Additive Manufacturing of Liquid Metal Emulsions, Polymer Composites and Synthetic Fascia for Soft, Stiff and Tough Multifunctional Materials

Materials of the future require burgeoning combinations of outstanding properties (e.g.’s, mechanical, electrical, and stimuli-responsive), which can only be realized through the careful design of new feedstocks, digital designs, and additive manufacturing. My talk will cover two broad examples of current and ongoing work from our group towards this effort. The first example will cover our work on designing liquid metal emulsions for 3D printed soft conductors and new types of soft power sources. For the former, we will present liquid metal emulsions that are compatible with direct ink writing (DIW) and can be combined with multi-material printing and automated pick-and-place to realize integrated soft and stretchable electronic devices and wearable haptics displays. For the latter we will present new liquid metal emulsions that can be molded into soft packaging to form soft galvanic cells that for stretchable power sources and self-powered keypads. The second example will highlight our work on developing new heterogeneous multiscale epoxy composites and synthetic fascia for high stiffness and high toughness 4D printed electrically controllable multifunctional structures that detect and tolerate damage. We employ these materials to print designs in a flat configuration that change shape into a lifting robot.

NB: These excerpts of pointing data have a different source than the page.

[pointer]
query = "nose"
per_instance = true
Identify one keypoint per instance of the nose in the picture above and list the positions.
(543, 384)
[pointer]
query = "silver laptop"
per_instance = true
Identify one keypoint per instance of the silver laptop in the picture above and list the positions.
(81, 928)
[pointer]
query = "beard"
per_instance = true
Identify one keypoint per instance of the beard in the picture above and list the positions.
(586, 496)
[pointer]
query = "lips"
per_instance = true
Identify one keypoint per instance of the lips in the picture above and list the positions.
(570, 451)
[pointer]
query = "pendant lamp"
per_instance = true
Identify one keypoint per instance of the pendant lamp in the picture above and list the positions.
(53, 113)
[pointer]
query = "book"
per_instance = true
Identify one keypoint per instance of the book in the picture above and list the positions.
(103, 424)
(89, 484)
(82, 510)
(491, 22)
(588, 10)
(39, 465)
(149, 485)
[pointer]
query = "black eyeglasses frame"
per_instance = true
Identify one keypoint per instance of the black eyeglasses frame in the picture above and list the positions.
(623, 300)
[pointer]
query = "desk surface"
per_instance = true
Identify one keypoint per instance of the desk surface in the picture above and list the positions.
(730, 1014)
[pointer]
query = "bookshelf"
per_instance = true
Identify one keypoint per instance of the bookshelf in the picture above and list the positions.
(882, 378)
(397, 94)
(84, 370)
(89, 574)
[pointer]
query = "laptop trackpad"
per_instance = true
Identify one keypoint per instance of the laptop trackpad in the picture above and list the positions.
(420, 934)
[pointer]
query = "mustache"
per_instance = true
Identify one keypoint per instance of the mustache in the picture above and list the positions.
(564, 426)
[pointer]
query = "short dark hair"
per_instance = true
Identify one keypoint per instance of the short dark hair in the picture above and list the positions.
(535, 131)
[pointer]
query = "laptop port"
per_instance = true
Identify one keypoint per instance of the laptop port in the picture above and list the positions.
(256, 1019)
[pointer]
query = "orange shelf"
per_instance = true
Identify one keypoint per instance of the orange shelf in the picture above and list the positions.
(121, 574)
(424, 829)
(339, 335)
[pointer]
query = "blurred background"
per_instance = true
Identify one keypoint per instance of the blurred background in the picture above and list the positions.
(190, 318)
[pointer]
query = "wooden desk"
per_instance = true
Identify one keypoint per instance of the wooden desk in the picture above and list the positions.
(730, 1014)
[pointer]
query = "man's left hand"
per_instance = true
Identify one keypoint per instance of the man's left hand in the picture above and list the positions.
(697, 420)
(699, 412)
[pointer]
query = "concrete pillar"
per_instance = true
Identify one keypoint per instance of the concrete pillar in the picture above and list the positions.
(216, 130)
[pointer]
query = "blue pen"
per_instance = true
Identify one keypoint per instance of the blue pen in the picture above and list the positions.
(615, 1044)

The actuators formed by these materials exhibit maximum actuation stresses and specific forces that are larger than any other 3D printed actuators to date, with self-sensing and closed loop control capabilities. Our synthetic fascia toughening approach allows these actuators to detect damage and retain a significant amount of their performance even after the actuators are fractured. By printing these materials into various lattice designs we demonstrate flat configurations that change shape into various 3D surfaces with a range of mean and double curvatures. Finally, we combine these materials to create a 3D lattice-based quadruped robot that can crawl, and a 3D sensing hemispherical cap that can detect and tolerate being run over by a car.